Note that this is not a production-ready project. This is rather a lab to deep my knowledge into Data Engineering, DevOps and mainly data meshs. So errors and changes will occur as my knowledge evolves. Feel free to contribute with this project by contacting me with suggestions, tips and ways that I can improve this code (see Contributing for more details)
Note
Please refer to Logical Architecture for details about the diagram. For information about each product (including their canvas and interaction map) refer to their own documentation on products folder.
Note
This architecture (and the diagram) is heavily based on the tech stacks found here, more precisely this a mix of both Datamesh Architecture: MinIO and Trino and Datamesh Architecture: dbt and Snowflake. Changes should occur as the project. Please refer to Infra README's for more information about the architecture.
In order to deploy the resources a kubernetes cluster is required. How to deploy a local kubernetes cluster is out of the scope of this project. This code was tested under a MicroK8S managed cluster. If this is your choice the following addons were enabled:
microk8s enable dns
microk8s enable helm
microk8s enable helm3
microk8s enable hostpath-storage
microk8s enable rbac
microk8s enable registry
Note
There are many solutions out there to deploy a local cluster (e.g. Minikube, Kind). You can see some examples on Kubernetes: Install Tools.

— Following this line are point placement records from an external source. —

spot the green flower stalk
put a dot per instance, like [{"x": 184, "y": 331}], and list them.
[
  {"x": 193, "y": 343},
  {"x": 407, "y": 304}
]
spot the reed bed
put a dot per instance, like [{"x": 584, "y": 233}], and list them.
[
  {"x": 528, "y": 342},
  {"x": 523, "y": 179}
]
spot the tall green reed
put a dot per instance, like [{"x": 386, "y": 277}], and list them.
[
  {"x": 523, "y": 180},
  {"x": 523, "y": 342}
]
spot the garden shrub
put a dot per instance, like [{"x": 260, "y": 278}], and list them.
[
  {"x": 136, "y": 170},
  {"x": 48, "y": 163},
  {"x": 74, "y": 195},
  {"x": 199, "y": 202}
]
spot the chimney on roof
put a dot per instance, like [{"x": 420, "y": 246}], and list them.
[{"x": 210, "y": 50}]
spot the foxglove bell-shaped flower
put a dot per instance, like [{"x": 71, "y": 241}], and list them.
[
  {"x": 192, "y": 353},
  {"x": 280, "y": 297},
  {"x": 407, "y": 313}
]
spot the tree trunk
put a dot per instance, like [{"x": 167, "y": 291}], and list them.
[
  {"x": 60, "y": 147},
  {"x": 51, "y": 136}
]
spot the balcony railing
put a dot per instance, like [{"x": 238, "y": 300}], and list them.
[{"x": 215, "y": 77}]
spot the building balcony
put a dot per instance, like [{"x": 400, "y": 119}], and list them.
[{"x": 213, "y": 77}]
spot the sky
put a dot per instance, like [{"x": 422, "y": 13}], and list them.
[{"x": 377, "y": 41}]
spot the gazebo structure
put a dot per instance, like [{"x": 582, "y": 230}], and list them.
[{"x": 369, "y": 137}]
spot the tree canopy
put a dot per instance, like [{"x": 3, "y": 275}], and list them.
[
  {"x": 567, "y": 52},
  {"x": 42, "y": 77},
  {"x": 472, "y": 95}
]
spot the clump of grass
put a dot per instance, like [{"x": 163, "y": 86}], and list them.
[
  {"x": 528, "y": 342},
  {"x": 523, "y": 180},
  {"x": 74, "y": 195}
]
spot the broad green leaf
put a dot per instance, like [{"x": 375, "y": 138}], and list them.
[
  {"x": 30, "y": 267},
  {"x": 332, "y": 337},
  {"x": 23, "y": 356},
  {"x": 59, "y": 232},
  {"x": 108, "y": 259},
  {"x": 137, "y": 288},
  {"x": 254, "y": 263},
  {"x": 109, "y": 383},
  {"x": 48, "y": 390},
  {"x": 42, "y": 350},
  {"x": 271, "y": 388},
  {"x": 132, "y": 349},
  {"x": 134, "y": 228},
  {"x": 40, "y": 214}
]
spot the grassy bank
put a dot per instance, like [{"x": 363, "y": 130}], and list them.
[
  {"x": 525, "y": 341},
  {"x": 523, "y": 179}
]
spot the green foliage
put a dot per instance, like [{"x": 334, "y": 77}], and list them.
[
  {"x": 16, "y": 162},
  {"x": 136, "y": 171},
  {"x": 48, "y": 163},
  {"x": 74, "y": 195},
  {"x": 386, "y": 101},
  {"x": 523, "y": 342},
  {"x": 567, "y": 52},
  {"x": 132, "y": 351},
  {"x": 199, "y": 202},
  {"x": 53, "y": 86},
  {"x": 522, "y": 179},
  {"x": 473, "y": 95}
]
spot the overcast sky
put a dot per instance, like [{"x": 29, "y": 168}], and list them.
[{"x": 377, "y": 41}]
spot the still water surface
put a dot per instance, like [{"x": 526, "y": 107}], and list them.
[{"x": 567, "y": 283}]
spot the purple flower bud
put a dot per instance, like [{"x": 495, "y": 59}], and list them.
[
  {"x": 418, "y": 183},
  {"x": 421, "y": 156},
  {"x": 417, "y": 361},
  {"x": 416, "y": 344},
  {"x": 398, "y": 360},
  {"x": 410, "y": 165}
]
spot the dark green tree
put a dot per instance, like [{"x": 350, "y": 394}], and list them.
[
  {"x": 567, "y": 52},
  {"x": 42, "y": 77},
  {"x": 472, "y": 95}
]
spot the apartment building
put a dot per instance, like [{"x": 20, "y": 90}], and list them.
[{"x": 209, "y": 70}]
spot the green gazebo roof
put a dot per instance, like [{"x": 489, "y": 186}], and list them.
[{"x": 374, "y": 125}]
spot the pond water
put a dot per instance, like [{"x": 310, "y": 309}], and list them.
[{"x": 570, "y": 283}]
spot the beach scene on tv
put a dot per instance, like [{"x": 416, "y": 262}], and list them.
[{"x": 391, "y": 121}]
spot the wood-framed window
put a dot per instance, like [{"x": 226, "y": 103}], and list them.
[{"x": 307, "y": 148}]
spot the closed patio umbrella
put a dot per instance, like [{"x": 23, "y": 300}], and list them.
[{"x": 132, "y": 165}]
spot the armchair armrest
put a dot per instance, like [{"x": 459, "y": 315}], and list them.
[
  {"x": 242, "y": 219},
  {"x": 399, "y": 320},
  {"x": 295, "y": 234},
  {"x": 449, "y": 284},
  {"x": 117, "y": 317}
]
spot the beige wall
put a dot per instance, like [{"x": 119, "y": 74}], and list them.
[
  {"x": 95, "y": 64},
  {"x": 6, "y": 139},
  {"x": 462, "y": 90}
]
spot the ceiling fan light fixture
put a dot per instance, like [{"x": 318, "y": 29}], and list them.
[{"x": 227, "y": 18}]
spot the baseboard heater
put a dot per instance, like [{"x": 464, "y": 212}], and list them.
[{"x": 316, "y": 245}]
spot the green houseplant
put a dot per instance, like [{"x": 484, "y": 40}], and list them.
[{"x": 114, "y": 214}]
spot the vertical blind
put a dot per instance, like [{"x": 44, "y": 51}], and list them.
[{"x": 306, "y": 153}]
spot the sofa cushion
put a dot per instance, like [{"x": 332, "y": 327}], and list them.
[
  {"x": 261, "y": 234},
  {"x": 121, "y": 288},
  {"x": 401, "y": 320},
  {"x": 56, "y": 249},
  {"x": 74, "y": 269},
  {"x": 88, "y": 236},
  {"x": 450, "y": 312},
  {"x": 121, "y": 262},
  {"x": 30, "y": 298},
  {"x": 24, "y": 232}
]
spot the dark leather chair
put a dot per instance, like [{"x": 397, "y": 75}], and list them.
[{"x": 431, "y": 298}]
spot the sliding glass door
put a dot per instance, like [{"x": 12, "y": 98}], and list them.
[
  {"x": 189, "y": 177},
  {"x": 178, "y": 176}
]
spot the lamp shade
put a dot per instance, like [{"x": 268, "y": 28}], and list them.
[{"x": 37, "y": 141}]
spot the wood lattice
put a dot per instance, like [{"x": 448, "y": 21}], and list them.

It is also required to download the Yelp Dataset (photos are not required) and extract it on the data
folder. To download please follow the instruction on
Yelp Dataset: Download The Data
This project embed a full-feature developer container for VSCode users containing all the tools, extensions and required configurations to develop the code. If you don't know how dev containers work please read Visual Studio Code: Developing Inside a Container.
For people that do not use VSCode the Dockerfile contains all the tools used by the project. You can use that as a base for setup your environment.
Since this is a lab project currently I am the only person developing the code. However feel free to propose new features/improvements, ask questions, suggest tips and etc on the discussion tab. For bug reports use the issues tab (with the bug template).
Note
Please, read the CONTRIBUTING Guide for more details about styleguides, best practices and conventions followed by the project.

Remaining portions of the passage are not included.